« Nous avons investi en Cuma dans une remorque autochargeuse d’occasion pour accéder à une machine performante, tout en limitant le coût de revient »
Dans la Manche, la Cuma d’Ouville a fait le choix d’investir dans une remorque autochargeuse d’occasion. Cette démarche permet de disposer d’une machine performante et de grande capacité tout en maîtrisant les coûts.
Dans la Manche, la Cuma d’Ouville a fait le choix d’investir dans une remorque autochargeuse d’occasion. Cette démarche permet de disposer d’une machine performante et de grande capacité tout en maîtrisant les coûts.

« Contraints de renouveler la précédente remorque autochargeuse à la suite de la casse en 2023 du rotor d’alimentation en pleine saison d’ensilage, nous avons fait le choix d’acquérir un modèle plus grand et plus performant. Or, le prix élevé de ces machines en neuf nous a conduits à investir dans un modèle d’occasion récemment reconditionné, afin de maintenir un tarif acceptable », indique Flavien Lecler, président de la Cuma de l’entraide d’Ouville dans la Manche. La précédente autochargeuse, arrivée en 2019, avait aussi été achetée d’occasion. Elle avait permis de lancer l’activité sous l’impulsion de Flavien Lecler et de son frère Benoît, associés en Gaec, qui disposaient de ce type de machine sur leur exploitation familiale depuis 1982. « La récolte à l’autochargeuse présente de nombreux avantages. Elle permet notamment de mieux valoriser les prairies et de simplifier l’organisation des chantiers d’ensilage. Il suffit de deux personnes pour faire son silo d’herbe. Notre dernière machine, revendue en 2019, était en copropriété avec une exploitation voisine, également adhérente de la Cuma, et il nous semblait important de partager cette solution de récolte avec le groupe », précisent-ils. Sur les 26 adhérents, six se sont engagés sur l’autochargeuse, mais deux exploitations, dont le Gaec Lecler, réalisent 80 % de l’activité.
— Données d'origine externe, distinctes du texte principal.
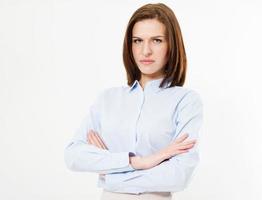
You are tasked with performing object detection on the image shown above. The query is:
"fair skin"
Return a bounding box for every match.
[132,18,168,89]
[87,18,196,171]
[87,130,196,171]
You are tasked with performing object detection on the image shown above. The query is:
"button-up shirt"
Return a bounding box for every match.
[64,77,203,194]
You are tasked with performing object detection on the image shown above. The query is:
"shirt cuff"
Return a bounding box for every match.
[107,151,136,174]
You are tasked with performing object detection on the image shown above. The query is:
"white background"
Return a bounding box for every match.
[1,0,262,199]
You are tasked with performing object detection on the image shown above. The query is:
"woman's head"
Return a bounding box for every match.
[123,3,187,88]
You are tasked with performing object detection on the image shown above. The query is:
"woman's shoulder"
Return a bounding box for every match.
[97,86,129,98]
[168,86,203,105]
[168,85,200,96]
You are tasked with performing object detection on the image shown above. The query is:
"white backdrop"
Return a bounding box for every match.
[1,0,262,199]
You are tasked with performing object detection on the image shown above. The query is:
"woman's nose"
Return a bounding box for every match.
[142,42,152,57]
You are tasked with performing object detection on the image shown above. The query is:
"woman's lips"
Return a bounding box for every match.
[140,60,155,65]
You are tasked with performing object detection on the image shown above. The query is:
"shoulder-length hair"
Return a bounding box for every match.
[123,3,187,88]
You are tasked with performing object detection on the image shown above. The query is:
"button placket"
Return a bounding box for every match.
[134,88,145,151]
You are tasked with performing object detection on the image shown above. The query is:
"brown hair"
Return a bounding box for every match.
[123,3,187,88]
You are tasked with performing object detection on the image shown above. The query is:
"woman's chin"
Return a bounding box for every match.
[139,68,158,75]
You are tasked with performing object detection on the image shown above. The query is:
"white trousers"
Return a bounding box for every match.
[100,190,173,200]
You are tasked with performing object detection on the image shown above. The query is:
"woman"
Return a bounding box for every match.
[64,3,203,200]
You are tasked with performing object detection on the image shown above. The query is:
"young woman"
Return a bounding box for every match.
[64,3,203,200]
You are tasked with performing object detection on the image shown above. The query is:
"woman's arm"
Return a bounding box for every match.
[64,90,136,174]
[101,91,203,193]
[129,133,196,170]
[90,131,196,170]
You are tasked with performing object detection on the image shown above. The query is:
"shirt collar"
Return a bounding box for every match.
[128,77,171,93]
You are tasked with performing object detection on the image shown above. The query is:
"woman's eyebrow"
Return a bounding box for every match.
[132,35,165,39]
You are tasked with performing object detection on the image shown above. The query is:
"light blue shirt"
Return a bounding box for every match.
[64,78,203,194]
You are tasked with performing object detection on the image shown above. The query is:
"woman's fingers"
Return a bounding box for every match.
[177,140,196,147]
[87,131,100,147]
[174,134,197,147]
[92,131,108,149]
[174,133,189,144]
[175,149,189,155]
[178,142,195,150]
[88,130,108,149]
[176,139,196,149]
[159,133,197,158]
[89,131,104,149]
[88,132,102,148]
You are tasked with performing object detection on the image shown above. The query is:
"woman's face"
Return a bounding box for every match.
[132,19,168,81]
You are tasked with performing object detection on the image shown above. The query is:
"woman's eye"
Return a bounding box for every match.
[153,39,162,43]
[133,39,142,44]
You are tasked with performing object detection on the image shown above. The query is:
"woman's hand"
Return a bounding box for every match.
[158,133,196,160]
[130,133,196,170]
[87,131,196,171]
[87,130,108,176]
[87,130,108,150]
[129,153,165,170]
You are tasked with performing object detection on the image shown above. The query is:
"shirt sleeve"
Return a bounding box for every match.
[64,90,135,174]
[103,91,203,193]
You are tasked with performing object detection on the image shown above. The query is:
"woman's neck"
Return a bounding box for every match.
[139,74,164,90]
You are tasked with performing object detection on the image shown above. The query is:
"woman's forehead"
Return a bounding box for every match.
[132,19,166,37]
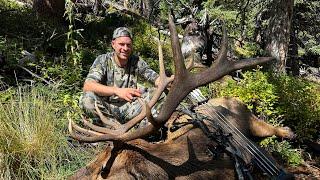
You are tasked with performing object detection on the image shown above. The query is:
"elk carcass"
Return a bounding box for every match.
[68,13,294,179]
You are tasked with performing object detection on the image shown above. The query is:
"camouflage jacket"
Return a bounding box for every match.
[85,52,159,103]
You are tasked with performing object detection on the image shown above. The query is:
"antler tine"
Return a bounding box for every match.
[192,25,274,87]
[95,101,121,129]
[68,119,106,142]
[169,15,188,77]
[95,99,148,133]
[69,119,104,136]
[145,100,157,127]
[118,98,147,130]
[185,50,207,71]
[148,38,174,107]
[81,115,118,136]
Un coût moyen de 65 euros par voyage
Arrivée pour la campagne 2024, la remorque Pöttinger Jumbo 7210 Combiline, d’un volume DIN de 41,5 m3 (72 m3 en décompressé), a été achetée 60 000 euros HT. Âgée de 15 ans, en bon état général et haut de gamme (Isobus, indicateur de remplissage et suspension d’essieux oléopneumatique), elle dispose d’un rotor neuf associé à un système de coupe à 45 couteaux doté de l’affûtage automatique. « La différence de qualité de coupe est nette entre cette machine et la précédente, dont les étoiles du rotor étaient émoussées », reconnaît Flavien Lecler. La première autochargeuse de la Cuma, une Pöttinger Jumbo 6600 de 39 m3 de volume DIN (66 m3 en décompressé), avait été achetée 25 000 euros, alors qu’elle affichait 1 000 voyages au compteur. Elle réalisait de 180 à 200 voyages par an et son coût d’utilisation, sans tracteur ni chauffeur, était de 45 euros par voyage. Pour sa première campagne, la nouvelle machine a réalisé 188 voyages, dont 50 pour le compte du Gaec Lecler. Le tarif est supérieur, 65 euros en moyenne, en raison du prix d’achat plus élevé. Il se compose d’une partie fixe de 56 euros et d’une somme variable liée à la distance parcourue pour tenir compte notamment de l’usure des pneumatiques (1,10 €/km). Un compteur hubodomètre fixé sur un essieu mesure les kilomètres et un relevé est réalisé au début et à la fin de chaque chantier. Les chiffres de 2024 révèlent un kilométrage moyen de huit kilomètres par voyage (route et champ).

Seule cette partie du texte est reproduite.